Cookie Lifespan + Search Marketing = Latent ROI
Jan 17, 2008 Analytics Tools
Regardless of the analytics suite you use to track your visitors, the majority use cookies to identify unique visitors, session statistics and performance metrics effectively. No one really knows what the average lifetime of cookies are, nor can anyone ideally measure their accuracy, but they work well enough to satisfy search marketing budgets and ROI. So which factors will influence the effectiveness of a visitor cookie over time?
The primary factor that is going to determine the effectiveness of a tracking cookie is user behavior. There are several things a user can do to ruin conversion data including:
- Clearing cookies in their browser
- Researching purchase decisions on one computer, converting on a purchase on another computer
- Being an influencer, but not decision maker in an organization; several eyes potentially clicking multiple times on an ad for a single purchase
- Run Spyware applications to clean up malware, and unfortunately many cookies
It’s obvious that there are several things users can do to alter success metrics, but the advertiser isn’t without their own analytics bag of tricks. For instance, advertisers are able to increase conversion by implementing any of the following marketing ideas:
- Price: giving your landing page products a sharp price will force visitors to think twice about converting quickly.
- Product: a technically superior or better valued product could make the difference between a customer that seriously considers a purchase and a visitor that has to go elsewhere.
- Place: the placement of the ads themselves will usually have some influence on your conversion rates. For example, depending on your competition, your ad that averages position 3.3 might convert better than that same ad averaging position 1.2.
- Promotion: this is my favorite, as many visitors tend to convert faster when a time-limited promotion is included in a landing page or ad itself.
If you’re having difficulty tracking metrics that are normalized and predictable, you may want to question your analytics vendor about implementation settings. There are several settings that can be adjusted to assist in conversion tracking, including:
- Vendor type: some vendor cookies are preferred over others in Spyware programs.
- Cookie life: the longer the life of a cookie the better. Most browsers will respect cookie life settings, even if they exceed standard lifespans such as 30 days or 60 days.
- Cookie type: the standard cookie type is first party, and requires both standard and secure implementation paths.
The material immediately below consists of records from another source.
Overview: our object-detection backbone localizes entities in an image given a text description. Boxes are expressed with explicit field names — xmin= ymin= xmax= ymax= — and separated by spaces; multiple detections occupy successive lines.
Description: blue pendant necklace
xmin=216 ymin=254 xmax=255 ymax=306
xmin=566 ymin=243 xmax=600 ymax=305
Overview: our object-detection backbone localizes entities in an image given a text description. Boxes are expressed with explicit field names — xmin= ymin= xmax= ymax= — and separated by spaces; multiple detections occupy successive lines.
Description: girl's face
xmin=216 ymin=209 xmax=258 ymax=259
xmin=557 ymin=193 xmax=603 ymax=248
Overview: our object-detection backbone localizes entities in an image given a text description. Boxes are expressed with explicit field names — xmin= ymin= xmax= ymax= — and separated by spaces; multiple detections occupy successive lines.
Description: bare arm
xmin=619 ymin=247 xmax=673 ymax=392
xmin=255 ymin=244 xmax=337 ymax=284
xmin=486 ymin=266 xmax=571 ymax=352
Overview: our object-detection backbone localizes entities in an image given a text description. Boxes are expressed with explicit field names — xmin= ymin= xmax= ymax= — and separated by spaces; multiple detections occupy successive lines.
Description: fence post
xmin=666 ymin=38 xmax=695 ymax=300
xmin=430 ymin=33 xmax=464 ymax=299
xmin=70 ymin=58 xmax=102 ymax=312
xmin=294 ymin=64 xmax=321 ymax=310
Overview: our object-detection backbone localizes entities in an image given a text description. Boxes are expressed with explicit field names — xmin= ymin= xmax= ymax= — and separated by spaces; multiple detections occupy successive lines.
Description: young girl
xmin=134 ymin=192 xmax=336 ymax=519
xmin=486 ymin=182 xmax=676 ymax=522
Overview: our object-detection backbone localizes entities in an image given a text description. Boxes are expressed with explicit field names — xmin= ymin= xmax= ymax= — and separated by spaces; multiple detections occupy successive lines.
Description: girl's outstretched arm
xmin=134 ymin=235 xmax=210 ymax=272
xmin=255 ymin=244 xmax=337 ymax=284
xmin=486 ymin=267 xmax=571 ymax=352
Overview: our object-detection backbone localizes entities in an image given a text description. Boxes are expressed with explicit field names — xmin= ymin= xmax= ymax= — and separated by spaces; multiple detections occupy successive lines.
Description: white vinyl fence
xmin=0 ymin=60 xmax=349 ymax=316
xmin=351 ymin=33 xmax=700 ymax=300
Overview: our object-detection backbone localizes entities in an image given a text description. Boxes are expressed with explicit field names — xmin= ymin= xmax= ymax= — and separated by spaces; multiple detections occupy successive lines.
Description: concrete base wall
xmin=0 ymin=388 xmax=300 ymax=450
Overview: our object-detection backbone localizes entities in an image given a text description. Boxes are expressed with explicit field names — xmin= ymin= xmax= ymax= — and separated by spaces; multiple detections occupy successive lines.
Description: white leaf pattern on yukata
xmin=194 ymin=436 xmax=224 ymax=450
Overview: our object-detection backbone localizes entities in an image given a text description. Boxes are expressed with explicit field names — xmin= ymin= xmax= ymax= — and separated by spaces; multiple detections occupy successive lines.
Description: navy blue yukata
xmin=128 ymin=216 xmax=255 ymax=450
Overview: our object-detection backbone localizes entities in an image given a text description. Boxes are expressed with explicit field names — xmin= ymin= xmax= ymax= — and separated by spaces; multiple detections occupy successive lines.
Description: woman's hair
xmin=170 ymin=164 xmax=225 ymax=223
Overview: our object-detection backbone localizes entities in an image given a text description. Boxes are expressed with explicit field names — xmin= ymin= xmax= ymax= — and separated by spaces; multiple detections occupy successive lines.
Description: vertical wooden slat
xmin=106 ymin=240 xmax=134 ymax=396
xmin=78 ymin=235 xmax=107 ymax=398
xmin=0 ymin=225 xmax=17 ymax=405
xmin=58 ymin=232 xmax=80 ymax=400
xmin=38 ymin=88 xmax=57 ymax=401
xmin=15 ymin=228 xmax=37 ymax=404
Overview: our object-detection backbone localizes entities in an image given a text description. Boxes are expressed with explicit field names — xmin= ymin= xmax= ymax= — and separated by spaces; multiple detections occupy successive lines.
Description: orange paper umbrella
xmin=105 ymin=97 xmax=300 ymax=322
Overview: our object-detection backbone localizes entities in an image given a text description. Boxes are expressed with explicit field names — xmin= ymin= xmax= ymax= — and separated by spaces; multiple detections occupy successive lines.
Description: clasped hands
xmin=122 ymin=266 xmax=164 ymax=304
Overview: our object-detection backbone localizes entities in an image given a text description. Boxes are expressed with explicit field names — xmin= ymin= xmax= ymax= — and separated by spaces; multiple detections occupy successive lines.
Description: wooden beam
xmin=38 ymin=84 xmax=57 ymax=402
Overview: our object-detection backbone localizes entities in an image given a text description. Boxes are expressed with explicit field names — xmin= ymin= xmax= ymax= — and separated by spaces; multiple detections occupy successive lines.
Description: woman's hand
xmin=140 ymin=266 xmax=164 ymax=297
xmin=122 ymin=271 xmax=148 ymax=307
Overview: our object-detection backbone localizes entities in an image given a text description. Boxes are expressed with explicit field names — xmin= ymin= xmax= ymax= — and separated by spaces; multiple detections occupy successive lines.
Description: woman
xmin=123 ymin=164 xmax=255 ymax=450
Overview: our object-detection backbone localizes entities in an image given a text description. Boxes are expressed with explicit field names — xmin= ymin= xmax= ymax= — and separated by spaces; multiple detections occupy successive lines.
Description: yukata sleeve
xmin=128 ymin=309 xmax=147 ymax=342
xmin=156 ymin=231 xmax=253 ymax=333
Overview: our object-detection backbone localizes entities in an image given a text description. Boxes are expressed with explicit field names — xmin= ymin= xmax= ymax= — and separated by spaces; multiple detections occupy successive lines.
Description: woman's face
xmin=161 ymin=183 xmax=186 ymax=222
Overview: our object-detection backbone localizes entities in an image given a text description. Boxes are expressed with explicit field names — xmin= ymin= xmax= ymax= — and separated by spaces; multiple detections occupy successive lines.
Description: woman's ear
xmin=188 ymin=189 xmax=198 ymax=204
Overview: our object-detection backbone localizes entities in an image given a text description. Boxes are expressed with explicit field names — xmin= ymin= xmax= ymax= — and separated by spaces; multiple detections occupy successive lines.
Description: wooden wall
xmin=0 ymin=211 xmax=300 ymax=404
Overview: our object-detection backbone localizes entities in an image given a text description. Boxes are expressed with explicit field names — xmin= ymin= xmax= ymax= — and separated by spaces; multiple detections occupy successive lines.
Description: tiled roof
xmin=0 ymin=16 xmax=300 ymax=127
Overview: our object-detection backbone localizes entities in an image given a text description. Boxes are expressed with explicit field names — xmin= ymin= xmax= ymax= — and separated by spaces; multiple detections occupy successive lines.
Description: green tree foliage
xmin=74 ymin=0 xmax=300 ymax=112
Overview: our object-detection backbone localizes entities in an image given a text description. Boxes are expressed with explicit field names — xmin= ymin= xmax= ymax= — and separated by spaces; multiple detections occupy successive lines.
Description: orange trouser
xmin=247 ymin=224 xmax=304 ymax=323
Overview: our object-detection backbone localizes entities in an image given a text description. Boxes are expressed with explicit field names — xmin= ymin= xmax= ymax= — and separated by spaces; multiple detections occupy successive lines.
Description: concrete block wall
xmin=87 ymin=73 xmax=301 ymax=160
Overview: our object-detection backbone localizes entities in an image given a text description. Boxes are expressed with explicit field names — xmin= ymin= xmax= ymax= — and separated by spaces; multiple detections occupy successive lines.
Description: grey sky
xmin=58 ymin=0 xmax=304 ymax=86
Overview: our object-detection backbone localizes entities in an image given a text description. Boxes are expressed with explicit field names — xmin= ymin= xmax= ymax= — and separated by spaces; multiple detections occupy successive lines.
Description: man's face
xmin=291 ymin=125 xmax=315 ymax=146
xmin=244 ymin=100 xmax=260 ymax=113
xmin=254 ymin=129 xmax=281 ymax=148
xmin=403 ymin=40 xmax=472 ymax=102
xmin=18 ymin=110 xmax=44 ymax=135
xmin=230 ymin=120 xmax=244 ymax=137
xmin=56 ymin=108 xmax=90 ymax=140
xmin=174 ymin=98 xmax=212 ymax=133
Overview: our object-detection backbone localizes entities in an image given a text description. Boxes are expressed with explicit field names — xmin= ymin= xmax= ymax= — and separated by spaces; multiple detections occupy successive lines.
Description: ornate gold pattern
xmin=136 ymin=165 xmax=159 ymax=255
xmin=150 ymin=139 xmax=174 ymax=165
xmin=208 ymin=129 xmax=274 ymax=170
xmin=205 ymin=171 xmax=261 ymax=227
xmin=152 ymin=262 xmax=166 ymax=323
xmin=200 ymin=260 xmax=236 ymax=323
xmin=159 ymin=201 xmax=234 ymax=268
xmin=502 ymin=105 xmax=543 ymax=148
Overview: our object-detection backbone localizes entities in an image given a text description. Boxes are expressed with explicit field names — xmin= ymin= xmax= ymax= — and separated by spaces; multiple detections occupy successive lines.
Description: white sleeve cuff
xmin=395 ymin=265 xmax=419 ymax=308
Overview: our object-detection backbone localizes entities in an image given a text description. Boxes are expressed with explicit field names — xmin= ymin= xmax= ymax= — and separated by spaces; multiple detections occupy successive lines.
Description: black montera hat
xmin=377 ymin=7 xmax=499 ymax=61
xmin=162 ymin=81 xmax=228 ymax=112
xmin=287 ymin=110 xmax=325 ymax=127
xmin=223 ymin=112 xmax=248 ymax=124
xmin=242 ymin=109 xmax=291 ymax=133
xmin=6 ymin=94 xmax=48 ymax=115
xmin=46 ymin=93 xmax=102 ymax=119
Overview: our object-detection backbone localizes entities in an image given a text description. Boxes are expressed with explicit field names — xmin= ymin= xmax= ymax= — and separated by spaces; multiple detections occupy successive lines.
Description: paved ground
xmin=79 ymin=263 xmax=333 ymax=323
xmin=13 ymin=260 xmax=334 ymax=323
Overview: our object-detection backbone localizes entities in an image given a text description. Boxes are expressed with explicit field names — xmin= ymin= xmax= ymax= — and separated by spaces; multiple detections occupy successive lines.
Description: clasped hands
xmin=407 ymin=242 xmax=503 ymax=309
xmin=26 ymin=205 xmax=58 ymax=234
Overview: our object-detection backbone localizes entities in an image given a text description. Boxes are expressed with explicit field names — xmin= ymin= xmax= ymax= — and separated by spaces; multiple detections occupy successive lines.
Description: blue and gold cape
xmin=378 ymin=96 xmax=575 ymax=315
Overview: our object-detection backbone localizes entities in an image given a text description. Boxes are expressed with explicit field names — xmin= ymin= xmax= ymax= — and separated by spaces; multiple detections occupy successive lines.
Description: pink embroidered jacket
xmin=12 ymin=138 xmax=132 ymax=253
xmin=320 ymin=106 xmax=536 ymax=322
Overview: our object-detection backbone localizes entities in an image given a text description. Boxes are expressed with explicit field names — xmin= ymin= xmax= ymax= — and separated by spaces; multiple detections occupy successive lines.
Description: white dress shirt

Results will vary with analytics suite and campaign type, but in some cases clicks and revenue can be as predictable as the changing seasons. In the very best case scenario, latent revenue and ROI can often show up well after a campaign is running. In some observed cases, ROI has been tracked for campaigns turned off up to 6 months prior.

















January 21st, 2008 at 7:47 pm
[...] that our metrics are only as good as our tracking allows. I touched on tracking accuracy a few days ago. In addition, many companies find it nearly impossible to correlate offline conversions with [...]
May 23rd, 2008 at 9:12 am
That is an interesting article. In our experience website owners find it difficult to understand visitor behaviour even with good systems such as Google Analytics.
We have recently come across an excellent piece of software that not only allows them to monitor individual user behaviour in real time, but also facilitates direct engagement between visitor and user. This has been increasing conversions by an average of 15% in the websites we have implemented it in.
It seems that the individualised data gives a more enlightening perspective.